Hello SOTGC community,
Oftentimes, three meals a day is just not enough. Not being fueled with enough food can easily drain you out of your drive and pep. The right snack can definitely help boost energy and brainpower, as well as your metabolism, while the wrong choice can actually send you crashing even further.
When times are busy, it can seem easier to just reach for a fatty, sugary something out of the office vending machine than to arrange for a healthy snack. But with just a tiny bit of planning, you can treat yourself to some tasty, healthy food therapy any time you feel those hunger pangs coming on in between mealtimes.
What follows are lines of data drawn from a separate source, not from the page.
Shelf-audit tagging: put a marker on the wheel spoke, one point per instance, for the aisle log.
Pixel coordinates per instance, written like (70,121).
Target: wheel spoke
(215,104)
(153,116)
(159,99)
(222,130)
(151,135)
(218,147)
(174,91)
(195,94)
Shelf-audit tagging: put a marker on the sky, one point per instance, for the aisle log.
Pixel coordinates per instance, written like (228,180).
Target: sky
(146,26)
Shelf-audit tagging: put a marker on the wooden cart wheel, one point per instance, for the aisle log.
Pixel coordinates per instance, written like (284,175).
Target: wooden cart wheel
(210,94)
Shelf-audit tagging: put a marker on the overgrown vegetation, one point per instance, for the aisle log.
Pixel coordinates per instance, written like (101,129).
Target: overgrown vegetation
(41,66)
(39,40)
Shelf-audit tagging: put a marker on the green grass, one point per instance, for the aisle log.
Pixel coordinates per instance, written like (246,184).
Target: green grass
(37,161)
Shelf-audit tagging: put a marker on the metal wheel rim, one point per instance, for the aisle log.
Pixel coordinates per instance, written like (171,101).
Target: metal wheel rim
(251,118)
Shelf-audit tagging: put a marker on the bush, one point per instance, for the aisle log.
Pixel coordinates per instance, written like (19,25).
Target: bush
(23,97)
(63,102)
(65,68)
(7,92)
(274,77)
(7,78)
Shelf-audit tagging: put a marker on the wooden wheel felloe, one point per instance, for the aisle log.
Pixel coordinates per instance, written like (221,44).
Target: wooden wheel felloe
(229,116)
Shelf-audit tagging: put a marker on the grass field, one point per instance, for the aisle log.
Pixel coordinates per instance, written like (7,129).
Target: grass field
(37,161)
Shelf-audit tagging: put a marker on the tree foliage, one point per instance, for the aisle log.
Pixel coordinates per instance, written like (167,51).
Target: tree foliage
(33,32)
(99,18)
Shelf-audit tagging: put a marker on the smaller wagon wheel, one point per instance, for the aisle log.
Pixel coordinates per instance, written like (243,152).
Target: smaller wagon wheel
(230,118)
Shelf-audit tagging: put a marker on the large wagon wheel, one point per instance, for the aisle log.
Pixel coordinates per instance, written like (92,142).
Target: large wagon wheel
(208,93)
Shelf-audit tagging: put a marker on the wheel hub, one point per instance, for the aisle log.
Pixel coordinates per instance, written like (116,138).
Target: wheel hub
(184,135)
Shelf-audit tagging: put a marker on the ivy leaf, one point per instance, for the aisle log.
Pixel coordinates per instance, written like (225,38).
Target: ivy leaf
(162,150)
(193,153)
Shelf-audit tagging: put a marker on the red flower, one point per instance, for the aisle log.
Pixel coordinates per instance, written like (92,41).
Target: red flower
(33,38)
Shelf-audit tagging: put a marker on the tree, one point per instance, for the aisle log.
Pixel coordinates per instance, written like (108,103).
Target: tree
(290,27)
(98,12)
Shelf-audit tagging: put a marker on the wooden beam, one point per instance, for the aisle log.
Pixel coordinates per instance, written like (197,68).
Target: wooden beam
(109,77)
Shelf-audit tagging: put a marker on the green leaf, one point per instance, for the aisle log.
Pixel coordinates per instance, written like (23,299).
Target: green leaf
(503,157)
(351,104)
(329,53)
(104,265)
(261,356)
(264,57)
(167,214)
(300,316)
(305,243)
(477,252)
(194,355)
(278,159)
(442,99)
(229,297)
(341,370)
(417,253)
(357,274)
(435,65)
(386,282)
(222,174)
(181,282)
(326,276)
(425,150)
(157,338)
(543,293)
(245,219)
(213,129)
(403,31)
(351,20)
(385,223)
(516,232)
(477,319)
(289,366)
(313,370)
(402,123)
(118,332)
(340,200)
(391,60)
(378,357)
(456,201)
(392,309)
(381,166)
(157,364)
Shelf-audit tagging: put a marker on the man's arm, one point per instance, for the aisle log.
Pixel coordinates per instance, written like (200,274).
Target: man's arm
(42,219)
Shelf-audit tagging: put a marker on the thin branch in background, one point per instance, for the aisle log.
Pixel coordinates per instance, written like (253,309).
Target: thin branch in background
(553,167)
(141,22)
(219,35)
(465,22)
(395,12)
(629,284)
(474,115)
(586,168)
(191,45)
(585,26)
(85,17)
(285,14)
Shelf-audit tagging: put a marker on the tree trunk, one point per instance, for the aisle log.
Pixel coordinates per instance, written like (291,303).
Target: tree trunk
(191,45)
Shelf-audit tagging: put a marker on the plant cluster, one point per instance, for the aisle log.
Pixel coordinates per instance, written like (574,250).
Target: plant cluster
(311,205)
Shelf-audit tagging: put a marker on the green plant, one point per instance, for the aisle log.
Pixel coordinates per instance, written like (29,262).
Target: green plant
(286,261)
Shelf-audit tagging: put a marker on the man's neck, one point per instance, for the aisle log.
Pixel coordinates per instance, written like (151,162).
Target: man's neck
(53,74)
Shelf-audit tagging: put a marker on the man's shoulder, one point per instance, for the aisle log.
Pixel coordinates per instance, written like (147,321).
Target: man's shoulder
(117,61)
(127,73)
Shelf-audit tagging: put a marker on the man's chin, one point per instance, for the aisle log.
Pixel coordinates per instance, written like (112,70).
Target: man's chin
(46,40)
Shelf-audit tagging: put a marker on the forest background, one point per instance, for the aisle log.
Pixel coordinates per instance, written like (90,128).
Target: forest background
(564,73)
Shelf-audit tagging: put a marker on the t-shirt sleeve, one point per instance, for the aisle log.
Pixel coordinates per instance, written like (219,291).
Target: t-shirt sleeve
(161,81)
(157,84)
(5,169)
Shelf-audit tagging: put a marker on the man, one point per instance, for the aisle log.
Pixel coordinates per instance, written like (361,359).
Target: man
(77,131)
Here are nine snack-time solutions that are also office-friendly:
Hummus and Veggie Sticks
These days you can get premade hummus in so many different delicious varieties that you can have a different flavor for every day of the week. If you are feeling adventurous, it is not very difficult to make your own hummus as well. Pack one-fourth cup of hummus into a chill bag along with a cup of crunchy sticks of celery, carrot, pepper, zucchini, and/or cucumber for a healthy snack.
Fava Bean and Roasted Pepper Hummus recipe: http://healthyinthekitchen.com/?p=1053
The crunch of popcorn always makes for a satisfying snack. You can always buy premade or microwaveable popcorn, but I recommend investing in a hot air popper and popping a couple of cups to pack in a plastic baggie for a fun, healthy office treat. Instead of butter, spray on some olive oil infused with flavors like truffle, herbs, or garlic. Tossing the popcorn with nutritional yeast will actually give it a cheesy flavor, plus up your snack’s protein content too. Instead of salt, sprinkle on some of your favorite spice blend.
Dried Fruit and Nuts
In a small snack baggie, add one ounce of unsalted nuts with a tablespoon of dried fruit. Prepare a few extra bags to stash in your desk drawer on those unexpected occasions where you will need a quick pick-me-up. For a bigger nosh mix, add a tablespoon of granola or your favorite whole grain cereal into your snack bag too.
Have a real sweet tooth? Instead of a candy bar from the vending machine, reach for a piece of fruit. Fruits with peels like bananas, oranges, Clementines, tangerines and tangelos are hearty enough to survive through the afternoon without refrigeration. Apples and pears can make great on-the-job snacks too. To make it a more solid, stamina-building snack, eat your fruit with a tablespoon of almond, peanut, or cashew butter.
For a boost of protein, treat yourself to half a cup of Greek yogurt at snack time. Instead of sweetened yogurt, opt for the plain variety and sweeten it yourself with a drizzle of a teaspoon of honey. Many stores sell single-serve honey packets, which are far more office-friendly than fetching honey out from a jar. Top it all off with one-fourth cup of fresh berries. Delicious!
We all know salads are healthy to eat, but trying to eat one at your work desk could potentially make one awful mess. Instead, toss greens, veggies, fruits, plus a little olive oil, a squeeze of citrus, and a pinch of salt in the blender with a little water and mix until smooth. Cart it to work in an insulated thermos and now you have one super nutrient-dense, convenient snack! Blending your veggies and fruits instead of juicing them also gives you all the healthy fiber instead of the trash barrel.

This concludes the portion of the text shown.